'Super keen': Australia's tourism operators reopen as bookings surge – but doctors urge caution

Many Australian tourism operators are preparing to reopen over the next week, despite Melbourne’s coronavirus outbreak sending the city into lockdown and forcing states to close their borders to Victorian travellers.

New South Wales closed its border for the first time to Victoria on Wednesday.

Queensland reopened its borders on Friday to all states except Victoria. The Northern Territory will also reopen borders to all states on 17 July, but interstate arrivals from coronavirus hotspots will be required to enter mandatory supervised quarantine for two weeks, while South Australia’s 20 July border reopening will not extend to Victorians.

Related: NSW snow resort businesses fear tourists will bring coronavirus and force shutdown

The holiday reservation website Wotif has seen not only consistent interest in travel bookings since the NSW-Victoria border closure but a “huge spike in interest for Queensland”, according to its managing director, Daniel Finch.

According to Finch, in the 24 hours after the Queensland government’s confirmation that the state’s borders would open to all states, aside from Victoria, Wotif had a 70% spike in travel interest for Queensland from NSW and SA travellers, a 50% increase from WA travellers and a 40% increase from NT travellers.

The Queensland Tourism Industry Council’s chief executive, Daniel Gschwind, said the border reopening came as a relief to the state’s $26bn tourism industry, which had been decimated by the coronavirus pandemic.

“The bookings and inquiries spiked the moment the premier confirmed the opening,” he said. “We have had reports from accommodation providers that the bookings are looking a bit better now further north.”

Metropolitan Melbourne and the regional shire of Mitchell re-entered a six-week lockdown under stage three restrictions on Wednesday after community transmission soared.

Given that Victorians usually make up about 30% of the sunshine state’s winter travellers, the Melbourne outbreak will nonetheless stifle Queensland’s reopening, according to Gschwind.

“There are plenty of reasons why southerners would want to come up here, and the fact that they can’t is certainly going to have an impact on what we would normally rely on in places like Noosa and the Sunshine Coast and further up in Cairns,” Gschwind said.

Melbourne’s coronavirus outbreak has also affected accommodation providers in Victoria and NSW.

Cam Grant, the cofounder of Unyoked cabins, has spent the past two days calling guests booked in to stay at Victoria locations, most of whom would have been travelling from metro Melbourne.

While occupancy for the next month was going to drop to about 15%, Grant said, most guests were looking to rebook rather than asking for refunds.

“Last time when the borders closed we called around 200 guests, and 96% of them rescheduled their bookings,” Grant said. “Only 4% wanted a refund.”

Michelle Porter, the accommodation manager of Kimo Estate, said she had also spent every day since Monday fielding calls from guests booked to stay its new boutique hotel in Gundagai, in southern NSW, which “had a good slathering of guests staying on their way through to places and travelling between Melbourne and Sydney”.

“We have definitely taken a hit with the border,” she said. “If anything, before the Victorian border closed, we probably found that once we came out of lockdown that we had increased bookings compared to this time last year because people wanted to get out of Sydney and have a change of scenery.

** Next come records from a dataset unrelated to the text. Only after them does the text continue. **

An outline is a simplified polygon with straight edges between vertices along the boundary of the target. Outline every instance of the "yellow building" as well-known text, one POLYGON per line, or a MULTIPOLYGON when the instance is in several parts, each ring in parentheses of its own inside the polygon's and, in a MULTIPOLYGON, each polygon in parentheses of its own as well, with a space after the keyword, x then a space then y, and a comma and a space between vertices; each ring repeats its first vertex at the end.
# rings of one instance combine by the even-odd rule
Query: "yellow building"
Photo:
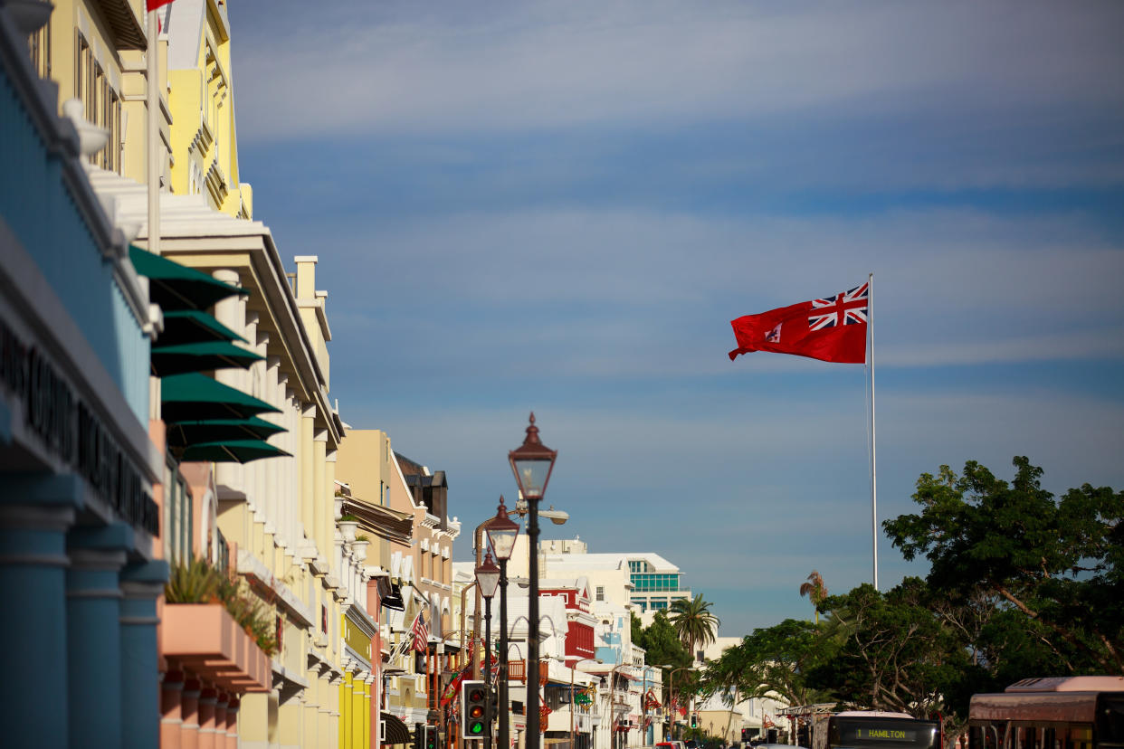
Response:
MULTIPOLYGON (((430 472, 393 451, 378 429, 348 429, 339 449, 339 479, 346 485, 345 518, 370 532, 370 573, 378 579, 379 674, 373 698, 388 736, 380 743, 402 743, 419 724, 439 725, 441 676, 460 650, 452 616, 452 545, 460 535, 448 518, 448 486, 443 471, 430 472), (410 627, 424 616, 427 651, 411 649, 410 627)), ((375 746, 375 745, 372 745, 375 746)))
POLYGON ((239 182, 230 80, 230 28, 225 2, 175 0, 169 6, 169 106, 175 155, 171 191, 203 195, 236 218, 253 217, 253 193, 239 182))
MULTIPOLYGON (((145 1, 57 0, 51 20, 31 35, 33 64, 57 86, 60 111, 76 115, 108 134, 105 145, 85 159, 96 166, 146 181, 145 161, 145 1), (76 109, 64 107, 76 100, 76 109)), ((162 13, 166 16, 166 9, 162 13)), ((157 42, 161 60, 160 137, 164 146, 162 181, 170 173, 170 112, 166 37, 157 42)), ((116 217, 110 216, 110 219, 116 217)))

“The vast majority were still super keen and more bummed for us than anything else. Everyone wants to go and be in a secluded cabin in the wilderness. Being stuck at your house starting a computer and a wall has accelerated the trends that we built the houses on. Rather than sitting at your desk nine-to-five, seven days a week, people are looking to take time off.”

While interstate travel may fluctuate over the next few months, Australia’s tourism sector is benefiting from a significant increase in intrastate visitors.

According to Tourism and Events Queensland, some 42% of Queenslanders surveyed said they planned to holiday within the state over the 2020 winter break, compared with last year when only a third did.

Porter said while interstate travel had taken a hit, local visitors would keep the business going while the Victorian border remained shut.

“We have got our three eco huts that are currently booked solidly until December,” she said. “They were fairly popular before, because people can’t go anywhere but NSW and we are a good stopping point and not too far from Sydney for people to come for the night.”

The Australian Medical Association has warned that the states should be cautious about easing restrictions and opening borders further, given Melbourne’s rising cases.

Related: Morrison government flags incentives for Australians to take domestic holidays to save tourism industry

“It wasn’t so long ago that we had very low numbers in Victoria, even a case of zero once,” said the AMA president, Dr Tony Bartone. “And now you see the numbers we’ve got and that’s what you see when you have a number of failures coalesce, line up with one another …

“We are all pinning our ears back and going full force as if there wasn’t a pandemic in the first place.”

Bartone said opening up was important for Australia’s tourism sector and broader economy but other states needed to be careful that they weren’t headed for a second shutdown.

“The shutdowns in Melbourne are playing with hundreds of thousands of lives by shutting down their businesses and livelihoods for the second time around. Let’s open up, but do it in a way that we can be confident that we can stay open and remain open for some time to come.”